My father died in 1989, but he would have liked Amy. Mom was, well... Mom was "miffed." There was that unfortunate moment when she tried very hard to make this all about her, right down to the "After all I've put up with from you over the years, now this."

That was the day I came out to Mom. I told her my new name and that I had filed the legal documents and already had a court date. She was sitting across my dining room table from me, smoldering through the uncomfortable silence, looking at me in that tone of voice only a mother can use.

Finally, she spat: "Well, you look just like a woman," silence. "If you had been a girl, I would have named you Rebecca." Then she sat blinking as if she expected me to say something. Maybe something like "Oh, sorry, I don't know what I was thinking, I'll re-file the court papers first thing in the morning."

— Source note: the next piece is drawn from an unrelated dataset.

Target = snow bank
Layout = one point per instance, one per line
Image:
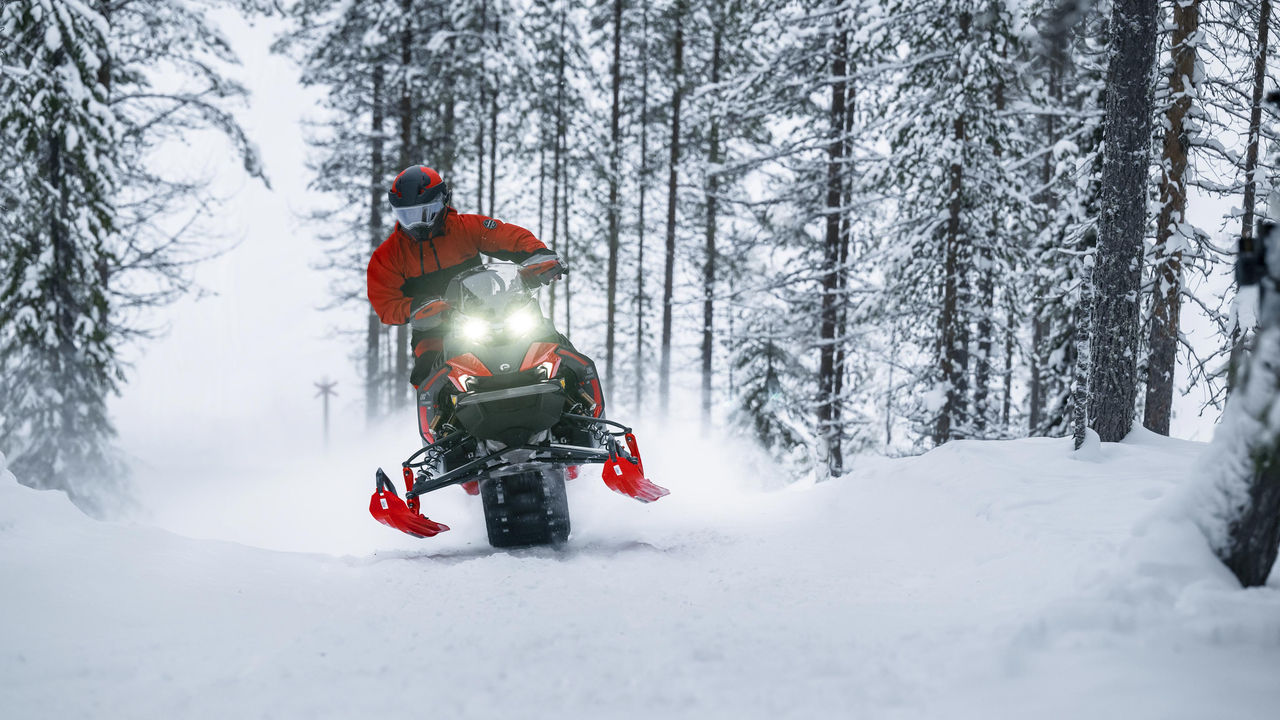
(983, 579)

If Mom felt forsaken somehow; she was wrong. If anything, quite the opposite was true. Something I quietly hoped for was a relationship with her that would not have all the co-dependent baggage we'd been lugging around all these years. I was hoping my mother and I would be able to be in close proximity without her attempting to push my multiple buttons and me overreacting like a malfunctioning vending machine.

Mom's thing was to turn every circumstance into a crisis, which only she was able to solve. I wanted to have a real relationship with Mother, and, to an extent, that is what began to transpire. A new relationship did begin to grow. First, however, I had to reject the deep-seated crisis-based model and firmly remove my decisions from any form of debate. I was not rejecting Bill (me), Mom, Dad, my spouse Cindy, or anything about my life prior to transition. My vision was not in favor of a completely new existence, which didn't include them. Rather, I was looking toward a new, authentic life that would finally allow the disconnect I felt with all of them to close. Allowing my true identity to surface and transition are the solution to what had been a life long crisis.

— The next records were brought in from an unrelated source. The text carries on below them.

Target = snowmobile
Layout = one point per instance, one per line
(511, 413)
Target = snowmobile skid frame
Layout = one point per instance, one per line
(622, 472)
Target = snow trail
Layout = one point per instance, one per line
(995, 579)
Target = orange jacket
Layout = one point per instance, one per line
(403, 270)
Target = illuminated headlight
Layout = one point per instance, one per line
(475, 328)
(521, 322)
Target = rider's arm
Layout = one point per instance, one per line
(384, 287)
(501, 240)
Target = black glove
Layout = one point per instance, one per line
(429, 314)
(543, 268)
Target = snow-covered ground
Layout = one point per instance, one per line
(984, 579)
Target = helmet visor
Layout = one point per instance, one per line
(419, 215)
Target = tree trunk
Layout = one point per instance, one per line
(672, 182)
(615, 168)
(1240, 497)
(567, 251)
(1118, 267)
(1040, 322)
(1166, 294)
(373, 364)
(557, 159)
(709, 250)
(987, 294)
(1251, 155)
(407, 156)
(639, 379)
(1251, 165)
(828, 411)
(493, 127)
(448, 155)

I simply would not live in the struggle any longer.


Alright, I need to come clean. Amy as a name actually has deep significance. There is a story to the choice of Amy as my name. I suppose I simply haven't wanted to tell it yet.

While it is true that the name - like many other things, post-transition - just seemed to fit, there is a deeper connection: Amy Holmes. Amy Holmes was the woman, girl really, I was living with when I hit bottom for the first time. She knew about the clothes I kept supposedly hidden and seemed OK with it. But, still....

My plunge into self-loathing, alcoholism, and drug addiction was reaching a new depth. Supremely ill-equipped to deal with the inner conflict I experienced nearly every waking and sometimes even sleeping moment, I felt trapped.

Amy found me that night, already unconscious.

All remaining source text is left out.